Article 4969, R.S. 1925, requires a surety company to publish once a year and file with the insurance commissioner a sworn list of its liabilities and assets. This could be done for no other purpose than to assist the public in determining whether or not they will accept a particular surety company on a particular bond. If the public is to thus exercise its discretion, why should a public official charged with the almost sacred duty of protecting the right of litigants not be permitted to exercise discretion? Any statute which deprives such an officer of his discretion, and thus casts to the winds the right of litigants, is unconstitutional. 21 R.C.L. p. 1159, § 198; Schmitt v. Common Council of Village of Clinton, 111 Mich. 99, 69 N.W. 153, and authorities cited in our original opinion.

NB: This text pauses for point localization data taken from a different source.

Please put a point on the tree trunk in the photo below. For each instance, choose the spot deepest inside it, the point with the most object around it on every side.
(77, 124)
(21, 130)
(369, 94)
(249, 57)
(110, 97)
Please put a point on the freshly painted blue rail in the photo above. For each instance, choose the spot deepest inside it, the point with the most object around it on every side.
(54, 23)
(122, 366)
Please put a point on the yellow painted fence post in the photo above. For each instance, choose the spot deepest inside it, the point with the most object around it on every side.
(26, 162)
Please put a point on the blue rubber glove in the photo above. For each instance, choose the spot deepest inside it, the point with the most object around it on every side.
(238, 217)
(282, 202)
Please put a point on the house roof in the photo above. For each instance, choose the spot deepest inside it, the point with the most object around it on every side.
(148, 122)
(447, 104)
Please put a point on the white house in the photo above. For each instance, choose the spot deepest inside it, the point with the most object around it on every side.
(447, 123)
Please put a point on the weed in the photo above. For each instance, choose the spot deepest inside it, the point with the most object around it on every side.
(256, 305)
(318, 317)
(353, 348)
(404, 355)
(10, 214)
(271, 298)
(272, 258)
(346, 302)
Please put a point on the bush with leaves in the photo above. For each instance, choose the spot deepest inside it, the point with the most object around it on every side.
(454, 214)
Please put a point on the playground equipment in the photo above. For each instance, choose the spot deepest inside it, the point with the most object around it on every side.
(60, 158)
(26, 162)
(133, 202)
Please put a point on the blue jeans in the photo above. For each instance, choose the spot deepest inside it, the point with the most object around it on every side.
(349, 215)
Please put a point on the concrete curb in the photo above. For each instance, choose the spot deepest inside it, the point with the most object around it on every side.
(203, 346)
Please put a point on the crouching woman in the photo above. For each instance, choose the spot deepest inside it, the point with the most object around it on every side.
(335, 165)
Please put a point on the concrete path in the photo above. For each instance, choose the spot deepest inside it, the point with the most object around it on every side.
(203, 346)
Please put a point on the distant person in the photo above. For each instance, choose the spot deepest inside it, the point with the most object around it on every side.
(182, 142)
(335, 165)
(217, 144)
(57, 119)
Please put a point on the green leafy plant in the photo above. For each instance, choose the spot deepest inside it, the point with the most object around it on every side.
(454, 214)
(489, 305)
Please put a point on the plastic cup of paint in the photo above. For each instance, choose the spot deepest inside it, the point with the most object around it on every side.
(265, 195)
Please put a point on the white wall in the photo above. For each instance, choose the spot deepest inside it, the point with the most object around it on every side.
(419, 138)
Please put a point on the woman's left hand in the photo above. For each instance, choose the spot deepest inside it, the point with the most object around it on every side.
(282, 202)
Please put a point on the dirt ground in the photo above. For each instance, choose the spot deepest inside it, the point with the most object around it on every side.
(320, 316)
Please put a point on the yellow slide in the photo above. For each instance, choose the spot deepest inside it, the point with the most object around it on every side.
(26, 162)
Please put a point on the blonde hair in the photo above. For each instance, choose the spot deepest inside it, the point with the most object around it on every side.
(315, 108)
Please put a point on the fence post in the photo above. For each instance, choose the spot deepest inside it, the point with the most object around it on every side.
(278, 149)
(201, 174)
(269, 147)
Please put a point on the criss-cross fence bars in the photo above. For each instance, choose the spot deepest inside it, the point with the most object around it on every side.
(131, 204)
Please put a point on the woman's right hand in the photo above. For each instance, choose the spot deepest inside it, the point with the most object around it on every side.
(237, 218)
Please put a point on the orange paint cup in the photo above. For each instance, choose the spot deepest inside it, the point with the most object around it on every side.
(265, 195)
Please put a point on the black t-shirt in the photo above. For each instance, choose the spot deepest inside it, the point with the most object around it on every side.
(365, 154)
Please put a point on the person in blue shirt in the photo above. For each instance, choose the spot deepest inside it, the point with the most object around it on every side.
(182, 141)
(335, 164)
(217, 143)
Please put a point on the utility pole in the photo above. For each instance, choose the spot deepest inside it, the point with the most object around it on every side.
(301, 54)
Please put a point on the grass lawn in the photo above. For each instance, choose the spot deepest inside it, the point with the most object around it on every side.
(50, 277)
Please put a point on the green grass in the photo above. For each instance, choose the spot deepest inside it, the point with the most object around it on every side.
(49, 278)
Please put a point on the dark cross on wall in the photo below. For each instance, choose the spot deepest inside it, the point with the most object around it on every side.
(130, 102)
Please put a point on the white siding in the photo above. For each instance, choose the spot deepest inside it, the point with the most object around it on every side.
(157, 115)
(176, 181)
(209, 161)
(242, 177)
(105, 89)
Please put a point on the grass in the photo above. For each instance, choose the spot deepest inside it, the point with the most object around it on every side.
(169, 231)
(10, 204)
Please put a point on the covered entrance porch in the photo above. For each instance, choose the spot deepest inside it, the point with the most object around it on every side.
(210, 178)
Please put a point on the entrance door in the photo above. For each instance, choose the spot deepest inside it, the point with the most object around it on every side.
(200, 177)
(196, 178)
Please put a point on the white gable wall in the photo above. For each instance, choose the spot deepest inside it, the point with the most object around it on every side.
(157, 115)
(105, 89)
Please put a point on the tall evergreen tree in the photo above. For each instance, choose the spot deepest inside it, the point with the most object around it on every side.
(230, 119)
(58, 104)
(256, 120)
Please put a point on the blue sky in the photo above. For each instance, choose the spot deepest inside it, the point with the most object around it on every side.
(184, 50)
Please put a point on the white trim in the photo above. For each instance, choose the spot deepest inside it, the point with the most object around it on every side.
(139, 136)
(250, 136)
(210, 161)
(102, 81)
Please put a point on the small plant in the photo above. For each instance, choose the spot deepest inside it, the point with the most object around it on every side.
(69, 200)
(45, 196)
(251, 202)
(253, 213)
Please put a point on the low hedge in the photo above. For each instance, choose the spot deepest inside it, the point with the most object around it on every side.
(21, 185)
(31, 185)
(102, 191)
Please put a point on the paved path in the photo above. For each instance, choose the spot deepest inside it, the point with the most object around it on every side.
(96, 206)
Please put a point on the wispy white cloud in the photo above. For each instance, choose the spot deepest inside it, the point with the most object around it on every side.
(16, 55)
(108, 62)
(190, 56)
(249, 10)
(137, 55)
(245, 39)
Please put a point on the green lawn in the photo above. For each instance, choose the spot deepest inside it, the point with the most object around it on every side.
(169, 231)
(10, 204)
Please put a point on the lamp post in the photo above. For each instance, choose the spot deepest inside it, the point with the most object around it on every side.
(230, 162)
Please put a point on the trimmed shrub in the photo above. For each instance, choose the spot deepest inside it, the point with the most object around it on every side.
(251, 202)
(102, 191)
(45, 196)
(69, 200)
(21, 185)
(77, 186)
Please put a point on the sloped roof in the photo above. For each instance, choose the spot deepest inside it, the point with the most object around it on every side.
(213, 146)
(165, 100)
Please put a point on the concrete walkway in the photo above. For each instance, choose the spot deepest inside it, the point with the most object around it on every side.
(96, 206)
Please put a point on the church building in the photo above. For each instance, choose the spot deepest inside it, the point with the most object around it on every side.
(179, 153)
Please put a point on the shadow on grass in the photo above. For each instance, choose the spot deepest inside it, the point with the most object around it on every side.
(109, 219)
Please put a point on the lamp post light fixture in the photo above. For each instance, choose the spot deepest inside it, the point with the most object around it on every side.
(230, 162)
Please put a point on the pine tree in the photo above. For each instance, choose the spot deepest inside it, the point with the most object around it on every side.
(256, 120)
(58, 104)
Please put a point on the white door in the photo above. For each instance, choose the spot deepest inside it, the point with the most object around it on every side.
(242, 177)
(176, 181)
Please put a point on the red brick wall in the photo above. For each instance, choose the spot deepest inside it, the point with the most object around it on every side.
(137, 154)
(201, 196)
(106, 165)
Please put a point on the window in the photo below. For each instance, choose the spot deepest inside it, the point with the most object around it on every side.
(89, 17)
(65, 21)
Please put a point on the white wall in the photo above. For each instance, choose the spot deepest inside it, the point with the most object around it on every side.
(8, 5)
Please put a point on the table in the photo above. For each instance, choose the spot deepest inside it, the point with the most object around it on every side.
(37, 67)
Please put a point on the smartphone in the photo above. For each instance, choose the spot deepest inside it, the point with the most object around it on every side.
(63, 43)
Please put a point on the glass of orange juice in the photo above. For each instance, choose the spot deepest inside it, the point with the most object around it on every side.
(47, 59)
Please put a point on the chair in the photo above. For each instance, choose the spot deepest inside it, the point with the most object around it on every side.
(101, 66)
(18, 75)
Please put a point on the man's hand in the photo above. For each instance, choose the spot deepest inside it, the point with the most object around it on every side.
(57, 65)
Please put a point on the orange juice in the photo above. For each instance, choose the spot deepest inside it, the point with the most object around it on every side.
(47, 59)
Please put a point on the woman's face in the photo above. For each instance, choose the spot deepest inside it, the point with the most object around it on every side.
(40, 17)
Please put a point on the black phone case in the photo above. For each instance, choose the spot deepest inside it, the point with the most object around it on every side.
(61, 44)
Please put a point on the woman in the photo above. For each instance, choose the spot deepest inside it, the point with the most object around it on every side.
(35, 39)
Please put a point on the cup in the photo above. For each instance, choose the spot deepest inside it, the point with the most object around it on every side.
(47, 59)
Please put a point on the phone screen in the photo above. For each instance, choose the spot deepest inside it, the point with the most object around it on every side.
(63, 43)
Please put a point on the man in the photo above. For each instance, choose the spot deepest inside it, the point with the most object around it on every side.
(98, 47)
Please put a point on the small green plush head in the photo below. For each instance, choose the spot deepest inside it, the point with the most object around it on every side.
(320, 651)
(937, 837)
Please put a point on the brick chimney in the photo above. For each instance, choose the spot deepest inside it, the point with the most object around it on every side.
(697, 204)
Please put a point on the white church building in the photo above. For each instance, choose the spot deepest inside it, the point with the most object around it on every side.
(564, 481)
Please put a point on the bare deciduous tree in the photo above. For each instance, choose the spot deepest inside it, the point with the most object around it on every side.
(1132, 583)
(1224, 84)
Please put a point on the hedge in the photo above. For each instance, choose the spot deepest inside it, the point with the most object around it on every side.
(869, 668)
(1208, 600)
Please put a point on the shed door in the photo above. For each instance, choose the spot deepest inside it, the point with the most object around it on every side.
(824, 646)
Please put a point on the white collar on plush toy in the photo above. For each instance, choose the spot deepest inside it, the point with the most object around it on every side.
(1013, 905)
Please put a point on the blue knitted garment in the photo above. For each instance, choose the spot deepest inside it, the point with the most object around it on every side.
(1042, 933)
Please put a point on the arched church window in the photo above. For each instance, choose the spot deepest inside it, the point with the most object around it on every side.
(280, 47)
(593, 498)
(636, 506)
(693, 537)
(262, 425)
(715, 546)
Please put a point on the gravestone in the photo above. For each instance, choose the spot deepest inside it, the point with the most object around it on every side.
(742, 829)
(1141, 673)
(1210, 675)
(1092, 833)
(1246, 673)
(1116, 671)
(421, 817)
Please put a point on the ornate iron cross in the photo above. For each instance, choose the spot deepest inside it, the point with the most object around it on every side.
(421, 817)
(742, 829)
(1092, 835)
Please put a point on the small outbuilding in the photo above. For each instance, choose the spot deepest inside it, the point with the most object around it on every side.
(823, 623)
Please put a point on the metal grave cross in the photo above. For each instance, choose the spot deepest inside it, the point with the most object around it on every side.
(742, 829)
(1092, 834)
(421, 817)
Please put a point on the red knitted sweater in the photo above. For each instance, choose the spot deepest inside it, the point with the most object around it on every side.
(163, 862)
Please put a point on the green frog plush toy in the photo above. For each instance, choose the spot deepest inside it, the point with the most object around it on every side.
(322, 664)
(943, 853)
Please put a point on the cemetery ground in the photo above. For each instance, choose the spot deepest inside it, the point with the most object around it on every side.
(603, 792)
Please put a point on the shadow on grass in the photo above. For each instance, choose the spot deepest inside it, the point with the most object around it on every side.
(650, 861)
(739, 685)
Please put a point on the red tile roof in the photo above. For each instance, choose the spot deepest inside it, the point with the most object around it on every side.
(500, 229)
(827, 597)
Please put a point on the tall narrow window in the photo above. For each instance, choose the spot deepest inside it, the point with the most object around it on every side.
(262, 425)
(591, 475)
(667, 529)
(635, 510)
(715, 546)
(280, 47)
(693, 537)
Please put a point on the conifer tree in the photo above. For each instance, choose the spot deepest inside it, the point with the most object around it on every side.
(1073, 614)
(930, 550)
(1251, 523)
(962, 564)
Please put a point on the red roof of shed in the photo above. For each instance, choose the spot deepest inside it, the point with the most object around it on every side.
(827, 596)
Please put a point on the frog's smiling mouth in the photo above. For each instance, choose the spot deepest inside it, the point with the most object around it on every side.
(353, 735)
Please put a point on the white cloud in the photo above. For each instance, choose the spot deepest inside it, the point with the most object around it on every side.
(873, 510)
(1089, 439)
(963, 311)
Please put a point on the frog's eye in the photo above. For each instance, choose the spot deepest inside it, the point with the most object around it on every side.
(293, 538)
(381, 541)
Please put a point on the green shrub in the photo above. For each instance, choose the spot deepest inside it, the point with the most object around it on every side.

There has never been presented to this court or the clerk below a statement of any kind that would in any way indicate whether or not this supersedeas bond is signed by a good and sufficient surety, yet the rule, as accepted by the majority, requires that this court assume the grave responsibility of approving this bond (if ordering it filed is equivalent to an approval) though we have been kept entirely in the dark as to its sufficiency. For the reasons above set forth, I respectfully dissent from the majority opinion.